Как доказывает одна из работ Адама, мы не приспособлены к тому, чтобы видеть медленные фоновые перемены, когда что-то яркое и красочное маячит перед носом.
Мими обнаруживает, что можно наблюдать за часовой стрелкой, не сводить с нее глаз, пока она проходит циферблат по кругу, и ни разу не увидеть, как она движется.
В «ГОСПОДСТВЕ 8» НИЛАЙ весит 145 фунтов, он белокожий и с шевелюрой как у Эйнштейна. Черты его лица приобретают сходство с разными расами в зависимости от освещения и того, в каком городе он находится. Его рост всего четыре фута восемь дюймов, но гибкие икры и мускулистые бедра позволяют добраться куда угодно. Его зовут Спора, и он никто. Как и любой другой поселенец на любом из одиннадцати континентов, он завоевал несколько медалей, построил несколько памятников и припрятал немного наличных. В его жизни есть девушки, живущие в расположенных далеко друг от друга провинциях. Он мэр одного микроскопического городка и руководит гобеленовой мастерской в другом. Некоторое время он служил священником в монастыре, который, похоже, захирел. Больше всего он любит прогуливаться. Наблюдать за незнакомцами. Любоваться ветвями раскачивающихся кипарисов и подмечать, в какую сторону дует ветер.
Он переместился в параллельный мир вместе с сотнями миллионов людей, каждый в своей любимой игре. Он не помнит время до возникновения Всемирной паутины. Так действует сознание: превращает «сейчас» во «всегда», принимает то, что есть, за то, что было предначертано. Порой кажется, что он и остальные участники Долины радости сердца не изобретали онлайн-жизнь, а просто расчистили проход к ней. Эволюция, третий этап.
В среду, когда следовало бы присутствовать на заседании совета директоров по вопросу приобретения студии 3D-моделирования, он идет по широкой дороге. Он в игре, занимается частными научными исследованиями. Вот уже несколько дней совершает паломничество от полюса до экватора, беседуя с каждым гражданином, которого встречает на каждой широте. Случайные фокус-группы. Исследование продукта и персональная тренировка в одном флаконе.

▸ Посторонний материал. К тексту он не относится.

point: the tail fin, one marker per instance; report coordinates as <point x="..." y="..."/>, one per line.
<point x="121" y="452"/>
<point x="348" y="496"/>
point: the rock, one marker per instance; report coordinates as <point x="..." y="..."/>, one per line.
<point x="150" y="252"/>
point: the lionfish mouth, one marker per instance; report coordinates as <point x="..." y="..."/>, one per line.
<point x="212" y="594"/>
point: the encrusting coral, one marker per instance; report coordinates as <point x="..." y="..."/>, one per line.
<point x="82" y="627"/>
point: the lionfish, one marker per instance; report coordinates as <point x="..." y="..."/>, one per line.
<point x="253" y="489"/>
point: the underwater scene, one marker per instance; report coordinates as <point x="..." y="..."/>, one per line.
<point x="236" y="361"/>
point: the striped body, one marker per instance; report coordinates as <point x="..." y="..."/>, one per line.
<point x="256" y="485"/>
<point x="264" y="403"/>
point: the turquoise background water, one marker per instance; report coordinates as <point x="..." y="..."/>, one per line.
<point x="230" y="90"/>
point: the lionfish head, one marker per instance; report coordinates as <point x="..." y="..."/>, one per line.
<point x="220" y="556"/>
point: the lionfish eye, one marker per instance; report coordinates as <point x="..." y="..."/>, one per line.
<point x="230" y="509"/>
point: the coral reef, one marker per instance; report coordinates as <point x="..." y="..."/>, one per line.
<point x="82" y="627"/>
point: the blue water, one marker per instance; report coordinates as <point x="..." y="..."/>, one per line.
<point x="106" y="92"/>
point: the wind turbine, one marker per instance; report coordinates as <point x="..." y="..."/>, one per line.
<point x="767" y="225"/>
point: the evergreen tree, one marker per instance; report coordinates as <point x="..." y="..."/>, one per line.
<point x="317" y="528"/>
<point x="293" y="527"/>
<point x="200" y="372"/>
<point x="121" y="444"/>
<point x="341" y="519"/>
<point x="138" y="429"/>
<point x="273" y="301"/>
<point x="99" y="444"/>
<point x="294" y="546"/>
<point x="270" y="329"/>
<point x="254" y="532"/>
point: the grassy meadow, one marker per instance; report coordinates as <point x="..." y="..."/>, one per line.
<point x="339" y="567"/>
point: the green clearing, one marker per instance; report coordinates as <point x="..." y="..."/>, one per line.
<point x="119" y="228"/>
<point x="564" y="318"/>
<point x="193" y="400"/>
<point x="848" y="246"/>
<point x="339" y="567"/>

Сегодня день ярмарки перед зданием ратуши процветающего города в кантоне, где он раньше не бывал. Под призывные мелодии карильона люди торгуются из-за всевозможных товаров и услуг: телег, свечей, моторов, оптики, драгоценных металлов, земли, садов. Домотканая одежда, мебель ручной работы, лютни, которые издают настоящую музыку. В прошлом году это был бы чистый бартер: люди обменивались друг с другом товарами, которые трудно заполучить. Но теперь речь идет о реальной наличности — долларах, иенах, фунтах стерлингов, евро — миллионах электронных переводов, осуществляемых в мире, расположенном уровнем выше.
— Идиоты, — говорит кто-то на канале городского рынка.
Нилай озирается в поисках говорившего. Рядом с ним в толпе стоит мужчина, одетый в оленью шкуру. На секунду Нилай думает, что это бот, какой-нибудь хитроумный неигровой ИИ. Но в том, как незнакомец переступает с ноги на ногу, есть что-то особенное. Что-то голодное и человеческое.
— Ты кого назвал идиотом?
— Неужели этим, наверху, все мало?
— Наверху?
— В мире редокса. Работай от звонка до звонка, тащи домой бекон из кабанятины, набей дом всякой хренью. Тут так же плохо, как и в Бодиленде.
— Здесь еще много чем можно заняться.
— Раньше я так думал, — говорит человек в оленьей шкуре. — Ты бог?
— Нет, — врет Нилай. — А что?
— У тебя столько баффов[63].
Он делает пометку: в следующий раз не переусердствовать.
— Я давненько играю.
— Ты знаешь, где тусуются какие-нибудь боги?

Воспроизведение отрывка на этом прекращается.